Miller and Hui have been with the Shrek franchise since the series’ first installment. They remember a time when Chris Farley was set to play the green ogre in a motion-capture version of the story.
But things have a way of changing on the Shrek pics.
“I would say we’ve probably made it 20 times. I don’t think this is an exaggeration, just the amount of trial and error that went into it,” says Miller, who worked as a story artist on “Shrek,” then advanced to head of the story department on “Shrek 2.”
Hui, who joined PDI/ DreamWorks in 1989, served as a supervising animator on both pics, as well as the Universal Studios attraction “Shrek 4D.” Together, they are the ShoWest Animators of the Year because they have directed “Shrek the Third,” with Miller overseeing story duties and Hui spearheading the production side.

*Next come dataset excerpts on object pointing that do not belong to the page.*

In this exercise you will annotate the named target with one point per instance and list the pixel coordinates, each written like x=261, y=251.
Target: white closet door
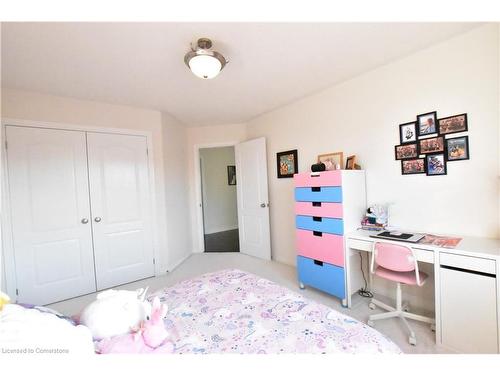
x=120, y=199
x=252, y=197
x=50, y=213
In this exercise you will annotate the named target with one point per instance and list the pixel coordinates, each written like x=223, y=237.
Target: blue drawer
x=322, y=276
x=319, y=194
x=320, y=224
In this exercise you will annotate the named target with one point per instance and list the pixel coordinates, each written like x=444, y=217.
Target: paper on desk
x=441, y=241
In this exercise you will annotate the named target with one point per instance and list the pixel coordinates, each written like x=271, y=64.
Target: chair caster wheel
x=412, y=340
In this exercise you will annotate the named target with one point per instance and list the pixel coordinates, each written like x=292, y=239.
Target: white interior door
x=253, y=198
x=120, y=199
x=50, y=214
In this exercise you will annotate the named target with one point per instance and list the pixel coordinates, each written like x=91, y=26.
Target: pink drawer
x=330, y=178
x=327, y=248
x=321, y=209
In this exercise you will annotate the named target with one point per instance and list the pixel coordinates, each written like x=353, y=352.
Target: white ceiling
x=141, y=64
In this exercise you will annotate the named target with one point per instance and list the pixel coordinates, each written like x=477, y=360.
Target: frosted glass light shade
x=205, y=66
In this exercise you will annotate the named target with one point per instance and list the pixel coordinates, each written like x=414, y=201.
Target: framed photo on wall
x=408, y=151
x=351, y=162
x=427, y=123
x=333, y=160
x=413, y=166
x=435, y=164
x=231, y=175
x=453, y=124
x=287, y=163
x=407, y=132
x=431, y=145
x=457, y=148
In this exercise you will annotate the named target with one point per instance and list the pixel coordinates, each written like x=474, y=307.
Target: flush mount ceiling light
x=203, y=62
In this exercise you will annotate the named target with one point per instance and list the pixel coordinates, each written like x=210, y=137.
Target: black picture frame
x=231, y=175
x=447, y=148
x=406, y=125
x=428, y=170
x=461, y=130
x=424, y=171
x=287, y=154
x=413, y=156
x=419, y=128
x=421, y=150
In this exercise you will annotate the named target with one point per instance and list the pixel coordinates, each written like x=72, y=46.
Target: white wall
x=48, y=108
x=175, y=156
x=220, y=211
x=361, y=117
x=199, y=137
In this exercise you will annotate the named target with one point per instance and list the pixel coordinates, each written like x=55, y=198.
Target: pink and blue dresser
x=327, y=205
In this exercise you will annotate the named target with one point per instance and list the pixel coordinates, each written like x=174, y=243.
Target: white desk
x=467, y=288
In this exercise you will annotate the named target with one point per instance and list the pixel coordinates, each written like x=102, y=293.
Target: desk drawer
x=320, y=224
x=468, y=263
x=330, y=178
x=321, y=246
x=324, y=209
x=322, y=276
x=360, y=245
x=319, y=194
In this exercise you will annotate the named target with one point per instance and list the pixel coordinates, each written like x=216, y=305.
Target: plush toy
x=116, y=312
x=4, y=299
x=150, y=338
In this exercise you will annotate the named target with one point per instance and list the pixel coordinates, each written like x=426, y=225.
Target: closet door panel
x=49, y=194
x=120, y=196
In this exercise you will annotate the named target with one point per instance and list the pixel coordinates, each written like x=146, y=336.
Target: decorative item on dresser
x=327, y=204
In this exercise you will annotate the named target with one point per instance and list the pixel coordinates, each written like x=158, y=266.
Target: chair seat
x=408, y=278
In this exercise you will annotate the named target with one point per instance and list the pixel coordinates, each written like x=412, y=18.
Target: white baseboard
x=178, y=263
x=222, y=229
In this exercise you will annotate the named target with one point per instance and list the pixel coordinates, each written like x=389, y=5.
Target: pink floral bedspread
x=232, y=311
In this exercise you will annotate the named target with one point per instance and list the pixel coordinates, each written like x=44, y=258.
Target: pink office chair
x=397, y=263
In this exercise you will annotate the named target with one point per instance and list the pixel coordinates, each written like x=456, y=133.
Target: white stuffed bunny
x=116, y=312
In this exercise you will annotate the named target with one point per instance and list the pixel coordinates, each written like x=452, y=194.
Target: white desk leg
x=370, y=276
x=437, y=298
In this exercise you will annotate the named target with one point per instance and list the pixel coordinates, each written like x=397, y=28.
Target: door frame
x=7, y=243
x=199, y=226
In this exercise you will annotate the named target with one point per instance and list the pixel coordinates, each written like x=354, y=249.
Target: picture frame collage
x=425, y=146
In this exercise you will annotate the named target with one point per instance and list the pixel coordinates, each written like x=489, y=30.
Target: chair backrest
x=394, y=257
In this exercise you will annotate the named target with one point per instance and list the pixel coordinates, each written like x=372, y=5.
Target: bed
x=233, y=311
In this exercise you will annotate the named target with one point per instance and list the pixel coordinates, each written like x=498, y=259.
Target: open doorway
x=219, y=199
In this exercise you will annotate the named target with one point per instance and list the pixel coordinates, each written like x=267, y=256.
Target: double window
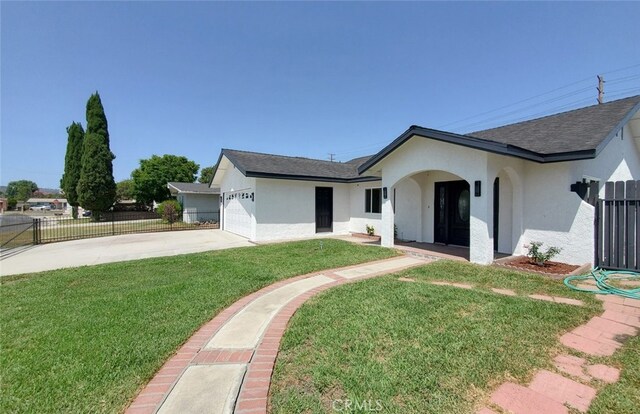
x=373, y=200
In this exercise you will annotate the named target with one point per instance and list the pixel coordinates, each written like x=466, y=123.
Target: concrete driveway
x=115, y=249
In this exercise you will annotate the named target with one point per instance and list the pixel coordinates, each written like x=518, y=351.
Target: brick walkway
x=236, y=379
x=201, y=377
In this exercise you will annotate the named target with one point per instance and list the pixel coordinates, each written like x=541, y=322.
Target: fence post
x=36, y=231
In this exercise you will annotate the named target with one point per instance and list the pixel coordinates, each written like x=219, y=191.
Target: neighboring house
x=199, y=201
x=492, y=190
x=53, y=203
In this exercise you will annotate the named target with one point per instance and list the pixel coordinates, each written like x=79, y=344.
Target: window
x=373, y=200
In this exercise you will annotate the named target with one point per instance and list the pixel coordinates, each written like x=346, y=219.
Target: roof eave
x=475, y=143
x=617, y=128
x=257, y=174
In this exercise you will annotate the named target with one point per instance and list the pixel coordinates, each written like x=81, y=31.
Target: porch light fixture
x=580, y=188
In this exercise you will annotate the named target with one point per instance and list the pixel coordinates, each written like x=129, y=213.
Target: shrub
x=170, y=210
x=539, y=257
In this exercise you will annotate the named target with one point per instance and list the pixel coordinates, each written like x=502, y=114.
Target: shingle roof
x=193, y=188
x=253, y=164
x=568, y=136
x=578, y=130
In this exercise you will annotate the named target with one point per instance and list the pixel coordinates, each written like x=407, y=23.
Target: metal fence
x=618, y=226
x=20, y=230
x=16, y=230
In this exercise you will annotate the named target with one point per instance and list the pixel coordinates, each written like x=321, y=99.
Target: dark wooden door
x=496, y=212
x=324, y=209
x=452, y=206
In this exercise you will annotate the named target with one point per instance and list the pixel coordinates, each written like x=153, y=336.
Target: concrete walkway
x=115, y=249
x=226, y=366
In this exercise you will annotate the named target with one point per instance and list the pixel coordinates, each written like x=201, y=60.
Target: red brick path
x=255, y=385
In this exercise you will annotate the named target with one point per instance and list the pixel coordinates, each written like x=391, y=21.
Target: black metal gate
x=617, y=226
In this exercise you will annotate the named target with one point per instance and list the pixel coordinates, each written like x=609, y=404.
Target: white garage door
x=238, y=210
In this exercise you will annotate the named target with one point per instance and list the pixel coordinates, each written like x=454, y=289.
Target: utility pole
x=600, y=89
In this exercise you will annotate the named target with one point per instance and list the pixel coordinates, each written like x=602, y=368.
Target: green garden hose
x=602, y=286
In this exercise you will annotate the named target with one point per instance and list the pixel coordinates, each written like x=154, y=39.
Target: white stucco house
x=492, y=190
x=199, y=202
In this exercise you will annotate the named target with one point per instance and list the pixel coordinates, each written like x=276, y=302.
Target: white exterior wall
x=558, y=217
x=420, y=154
x=358, y=218
x=199, y=207
x=233, y=180
x=286, y=209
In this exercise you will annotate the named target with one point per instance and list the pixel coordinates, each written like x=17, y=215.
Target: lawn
x=414, y=347
x=87, y=339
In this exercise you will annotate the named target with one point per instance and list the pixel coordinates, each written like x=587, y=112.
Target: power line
x=536, y=96
x=558, y=98
x=548, y=111
x=515, y=103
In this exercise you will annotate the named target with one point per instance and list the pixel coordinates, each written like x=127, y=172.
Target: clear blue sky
x=303, y=79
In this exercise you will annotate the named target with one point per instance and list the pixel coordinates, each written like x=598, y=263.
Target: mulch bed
x=552, y=268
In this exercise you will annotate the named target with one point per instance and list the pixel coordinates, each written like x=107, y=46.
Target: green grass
x=87, y=339
x=420, y=348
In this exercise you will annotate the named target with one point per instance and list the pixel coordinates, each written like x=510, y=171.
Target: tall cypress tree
x=96, y=186
x=72, y=166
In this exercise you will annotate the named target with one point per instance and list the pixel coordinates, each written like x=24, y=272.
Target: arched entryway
x=432, y=207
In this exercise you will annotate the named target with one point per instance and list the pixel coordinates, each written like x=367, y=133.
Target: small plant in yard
x=539, y=257
x=370, y=230
x=170, y=210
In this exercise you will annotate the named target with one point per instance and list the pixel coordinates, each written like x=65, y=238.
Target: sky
x=304, y=79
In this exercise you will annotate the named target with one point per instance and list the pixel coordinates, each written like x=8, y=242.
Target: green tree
x=73, y=166
x=124, y=190
x=151, y=178
x=21, y=190
x=206, y=174
x=96, y=186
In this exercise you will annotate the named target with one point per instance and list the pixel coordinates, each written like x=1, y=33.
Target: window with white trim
x=373, y=200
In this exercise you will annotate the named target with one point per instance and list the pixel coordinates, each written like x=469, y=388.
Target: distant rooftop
x=254, y=164
x=192, y=188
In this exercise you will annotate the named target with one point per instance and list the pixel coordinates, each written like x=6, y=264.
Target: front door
x=324, y=209
x=451, y=221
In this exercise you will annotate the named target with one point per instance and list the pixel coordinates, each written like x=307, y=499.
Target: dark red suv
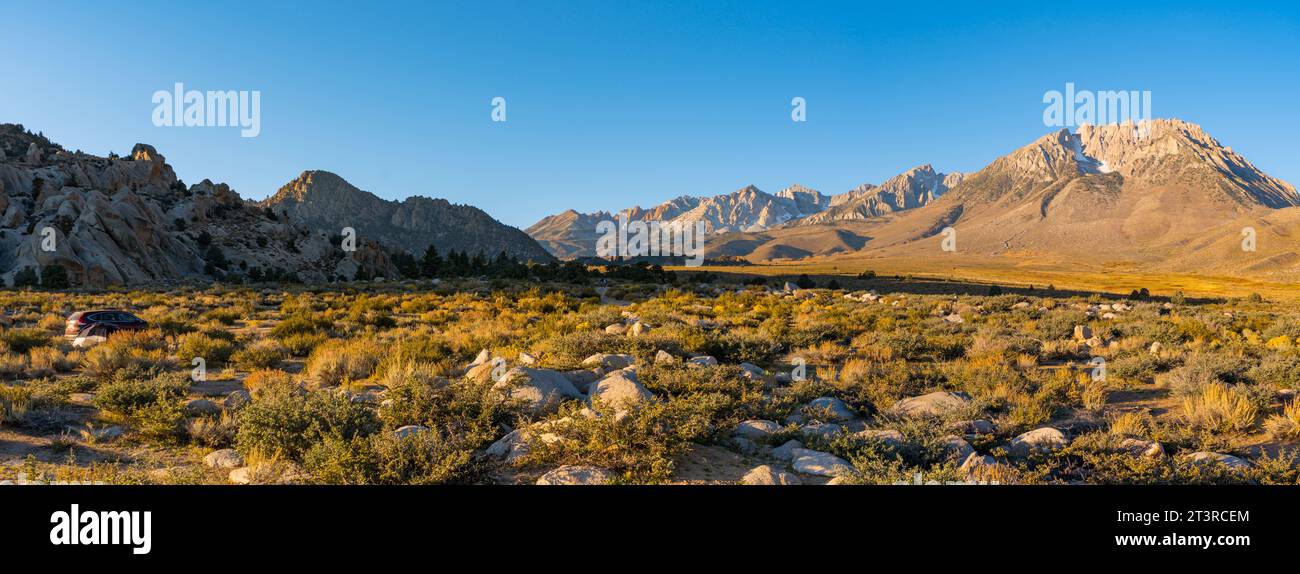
x=102, y=322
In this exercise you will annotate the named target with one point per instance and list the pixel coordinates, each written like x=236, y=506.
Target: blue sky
x=619, y=103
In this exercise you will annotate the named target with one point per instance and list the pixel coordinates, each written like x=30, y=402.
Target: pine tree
x=432, y=264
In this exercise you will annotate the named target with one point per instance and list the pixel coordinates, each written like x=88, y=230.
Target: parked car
x=102, y=322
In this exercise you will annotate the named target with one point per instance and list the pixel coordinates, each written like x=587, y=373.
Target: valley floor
x=718, y=383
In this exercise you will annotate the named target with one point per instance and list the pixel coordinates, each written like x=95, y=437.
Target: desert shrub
x=1139, y=368
x=44, y=361
x=224, y=316
x=212, y=348
x=18, y=401
x=1132, y=424
x=213, y=431
x=303, y=343
x=103, y=361
x=744, y=396
x=300, y=325
x=1286, y=425
x=286, y=421
x=264, y=378
x=638, y=447
x=1060, y=325
x=739, y=347
x=1203, y=369
x=52, y=324
x=871, y=385
x=130, y=390
x=12, y=365
x=339, y=361
x=417, y=356
x=469, y=411
x=385, y=459
x=264, y=353
x=1220, y=408
x=21, y=340
x=1278, y=370
x=160, y=421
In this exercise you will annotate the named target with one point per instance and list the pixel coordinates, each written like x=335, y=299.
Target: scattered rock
x=755, y=429
x=541, y=390
x=410, y=430
x=889, y=438
x=482, y=359
x=975, y=461
x=1144, y=448
x=974, y=427
x=664, y=357
x=703, y=360
x=767, y=475
x=785, y=452
x=237, y=399
x=619, y=390
x=242, y=475
x=480, y=373
x=828, y=408
x=200, y=407
x=609, y=361
x=583, y=379
x=1217, y=457
x=823, y=430
x=932, y=405
x=575, y=474
x=224, y=459
x=107, y=434
x=1044, y=439
x=820, y=464
x=957, y=448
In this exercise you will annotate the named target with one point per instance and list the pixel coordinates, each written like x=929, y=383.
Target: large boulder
x=540, y=390
x=820, y=464
x=1142, y=447
x=889, y=438
x=767, y=475
x=576, y=474
x=755, y=429
x=663, y=357
x=785, y=452
x=1205, y=457
x=609, y=361
x=515, y=444
x=822, y=430
x=934, y=404
x=224, y=459
x=957, y=448
x=619, y=390
x=703, y=360
x=830, y=409
x=1044, y=439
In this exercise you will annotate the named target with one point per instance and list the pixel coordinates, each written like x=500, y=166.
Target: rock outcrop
x=118, y=221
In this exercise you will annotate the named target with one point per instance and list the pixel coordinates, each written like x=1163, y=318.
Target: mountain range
x=118, y=221
x=1162, y=194
x=749, y=209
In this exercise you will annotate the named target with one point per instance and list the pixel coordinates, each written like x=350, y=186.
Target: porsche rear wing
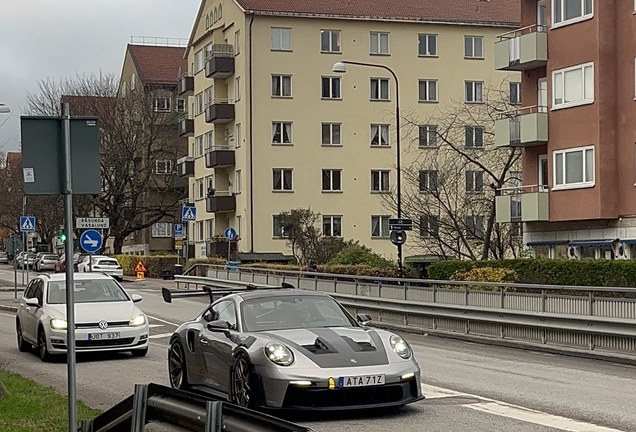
x=219, y=289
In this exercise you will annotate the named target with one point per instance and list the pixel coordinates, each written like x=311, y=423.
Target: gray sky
x=59, y=38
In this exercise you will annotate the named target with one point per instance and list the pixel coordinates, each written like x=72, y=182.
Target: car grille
x=345, y=397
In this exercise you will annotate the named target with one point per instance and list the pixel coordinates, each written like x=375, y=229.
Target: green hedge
x=617, y=273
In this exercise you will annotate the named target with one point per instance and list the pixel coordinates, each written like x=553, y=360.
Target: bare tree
x=452, y=175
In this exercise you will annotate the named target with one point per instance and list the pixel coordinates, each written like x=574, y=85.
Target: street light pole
x=341, y=68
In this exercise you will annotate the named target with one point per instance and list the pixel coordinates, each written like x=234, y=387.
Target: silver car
x=290, y=349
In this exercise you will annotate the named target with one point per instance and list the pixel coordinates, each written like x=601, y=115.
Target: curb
x=526, y=346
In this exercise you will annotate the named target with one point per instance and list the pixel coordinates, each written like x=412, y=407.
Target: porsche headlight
x=58, y=324
x=137, y=321
x=400, y=347
x=279, y=354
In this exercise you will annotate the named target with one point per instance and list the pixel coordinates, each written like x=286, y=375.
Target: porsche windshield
x=292, y=312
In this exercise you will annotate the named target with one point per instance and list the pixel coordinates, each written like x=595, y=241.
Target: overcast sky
x=59, y=38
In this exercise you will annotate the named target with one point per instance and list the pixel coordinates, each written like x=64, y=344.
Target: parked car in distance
x=46, y=262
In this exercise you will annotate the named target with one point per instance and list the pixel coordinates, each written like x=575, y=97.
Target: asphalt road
x=469, y=387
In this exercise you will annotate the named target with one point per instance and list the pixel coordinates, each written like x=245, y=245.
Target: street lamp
x=397, y=237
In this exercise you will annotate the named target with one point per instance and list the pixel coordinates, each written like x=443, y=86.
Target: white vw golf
x=106, y=317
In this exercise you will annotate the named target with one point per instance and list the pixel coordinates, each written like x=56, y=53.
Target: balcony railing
x=522, y=204
x=526, y=126
x=522, y=49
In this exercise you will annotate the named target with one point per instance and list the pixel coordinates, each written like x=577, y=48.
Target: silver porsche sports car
x=285, y=348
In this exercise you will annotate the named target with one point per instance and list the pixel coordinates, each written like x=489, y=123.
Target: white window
x=330, y=87
x=379, y=135
x=474, y=181
x=331, y=134
x=281, y=85
x=573, y=86
x=474, y=47
x=380, y=180
x=282, y=179
x=379, y=89
x=281, y=39
x=428, y=136
x=163, y=167
x=474, y=91
x=427, y=45
x=330, y=40
x=162, y=229
x=570, y=11
x=379, y=226
x=281, y=133
x=574, y=168
x=379, y=43
x=332, y=226
x=331, y=180
x=428, y=91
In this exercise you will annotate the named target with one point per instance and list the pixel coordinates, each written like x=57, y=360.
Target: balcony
x=522, y=127
x=186, y=85
x=220, y=202
x=185, y=166
x=220, y=111
x=186, y=127
x=522, y=49
x=220, y=61
x=219, y=157
x=517, y=205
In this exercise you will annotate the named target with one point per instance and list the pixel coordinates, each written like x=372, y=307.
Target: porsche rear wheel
x=177, y=367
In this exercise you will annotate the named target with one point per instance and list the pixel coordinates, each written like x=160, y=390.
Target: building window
x=162, y=104
x=474, y=136
x=332, y=226
x=379, y=226
x=474, y=47
x=330, y=41
x=379, y=43
x=474, y=181
x=331, y=134
x=281, y=85
x=281, y=39
x=163, y=167
x=570, y=11
x=380, y=180
x=428, y=136
x=331, y=88
x=162, y=229
x=573, y=86
x=574, y=168
x=427, y=45
x=281, y=133
x=428, y=91
x=429, y=226
x=379, y=89
x=331, y=180
x=474, y=91
x=428, y=181
x=379, y=135
x=282, y=179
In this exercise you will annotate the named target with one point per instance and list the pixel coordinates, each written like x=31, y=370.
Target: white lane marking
x=163, y=321
x=159, y=336
x=503, y=409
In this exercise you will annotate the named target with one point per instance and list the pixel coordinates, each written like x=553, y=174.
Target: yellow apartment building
x=271, y=127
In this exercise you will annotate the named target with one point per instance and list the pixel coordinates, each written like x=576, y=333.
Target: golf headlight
x=279, y=354
x=400, y=347
x=58, y=324
x=137, y=321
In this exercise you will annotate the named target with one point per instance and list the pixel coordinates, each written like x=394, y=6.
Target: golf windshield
x=87, y=291
x=293, y=312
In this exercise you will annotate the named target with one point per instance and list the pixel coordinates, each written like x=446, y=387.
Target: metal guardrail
x=152, y=403
x=592, y=318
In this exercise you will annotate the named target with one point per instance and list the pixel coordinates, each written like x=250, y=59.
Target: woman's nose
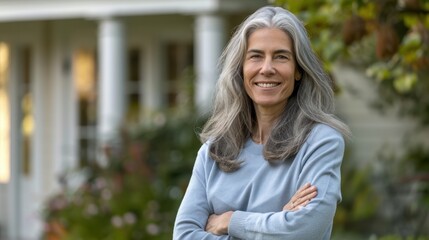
x=267, y=67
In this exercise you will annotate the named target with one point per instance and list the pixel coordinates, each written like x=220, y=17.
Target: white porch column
x=209, y=43
x=112, y=79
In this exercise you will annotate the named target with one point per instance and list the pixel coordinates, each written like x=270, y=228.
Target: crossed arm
x=218, y=224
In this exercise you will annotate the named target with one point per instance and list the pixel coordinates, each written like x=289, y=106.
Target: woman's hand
x=218, y=224
x=301, y=198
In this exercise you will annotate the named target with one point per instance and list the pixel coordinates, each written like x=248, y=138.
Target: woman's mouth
x=267, y=85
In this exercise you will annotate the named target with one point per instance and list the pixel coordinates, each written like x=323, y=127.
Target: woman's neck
x=265, y=122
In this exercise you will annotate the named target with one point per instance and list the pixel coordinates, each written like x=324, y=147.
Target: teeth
x=267, y=85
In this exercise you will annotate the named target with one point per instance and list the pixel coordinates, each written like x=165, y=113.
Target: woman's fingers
x=302, y=197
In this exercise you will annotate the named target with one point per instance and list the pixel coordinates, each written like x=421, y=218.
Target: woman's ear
x=298, y=75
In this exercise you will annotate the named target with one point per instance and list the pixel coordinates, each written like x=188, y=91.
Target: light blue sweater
x=258, y=191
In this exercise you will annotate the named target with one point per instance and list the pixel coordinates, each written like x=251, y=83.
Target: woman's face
x=269, y=68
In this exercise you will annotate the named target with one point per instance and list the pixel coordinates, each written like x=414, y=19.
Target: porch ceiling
x=29, y=10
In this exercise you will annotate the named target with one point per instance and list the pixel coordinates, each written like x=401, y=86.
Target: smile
x=267, y=85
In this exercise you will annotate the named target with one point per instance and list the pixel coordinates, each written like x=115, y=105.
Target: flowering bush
x=136, y=196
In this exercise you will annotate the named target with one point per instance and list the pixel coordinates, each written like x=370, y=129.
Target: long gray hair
x=233, y=115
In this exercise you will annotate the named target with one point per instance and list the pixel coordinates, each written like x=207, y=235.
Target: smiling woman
x=269, y=72
x=269, y=166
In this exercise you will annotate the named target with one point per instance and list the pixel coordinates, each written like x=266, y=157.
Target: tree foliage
x=388, y=38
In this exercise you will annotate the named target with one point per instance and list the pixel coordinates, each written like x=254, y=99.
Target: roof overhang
x=30, y=10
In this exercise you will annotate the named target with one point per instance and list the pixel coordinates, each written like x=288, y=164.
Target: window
x=84, y=77
x=5, y=113
x=179, y=63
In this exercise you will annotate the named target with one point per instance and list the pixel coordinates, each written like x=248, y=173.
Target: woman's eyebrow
x=279, y=51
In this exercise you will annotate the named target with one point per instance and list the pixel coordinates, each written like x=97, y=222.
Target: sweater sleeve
x=320, y=165
x=194, y=210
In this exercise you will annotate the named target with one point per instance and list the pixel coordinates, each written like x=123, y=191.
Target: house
x=71, y=72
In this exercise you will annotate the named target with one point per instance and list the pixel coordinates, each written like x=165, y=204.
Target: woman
x=270, y=142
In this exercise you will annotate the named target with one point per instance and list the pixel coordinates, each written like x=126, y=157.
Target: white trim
x=26, y=10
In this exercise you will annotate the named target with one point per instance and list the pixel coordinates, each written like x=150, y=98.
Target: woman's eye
x=255, y=56
x=283, y=57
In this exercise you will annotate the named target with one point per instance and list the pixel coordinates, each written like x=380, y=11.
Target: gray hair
x=233, y=116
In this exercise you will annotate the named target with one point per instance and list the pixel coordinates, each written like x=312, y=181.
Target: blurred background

Third chapter began as a twist on the Arthurian legend, with Shrek facilitating the hapless king-to-be, helping to pull the sword from the stone and so on. “It actually took awhile to discover Shrek was barely in the film,” Miller explains. “It felt more like Arthur’s story.”
So the team reconceived Arthur as a supporting character while keeping Shrek at the center. But they also saved room for audience favorites such as Puss in Boots (who gets his own subplot) and the Gingerbread Man (whose life passes before his eyes in a flashback scene).
Hui says he knew early in production those characters would be popular. “We only have about 20 shots of Gingy in the first movie, and whenever we had to cast those shots, animators would come to us,” says Hui. “You can tell some characters are going to jump out when animators are fighting to work on them.”
This time around, he thinks Merlin and the fairy-tale princesses — Cinderella, Snow White, Sleeping Beauty and Rapunzel — could have a similar effect.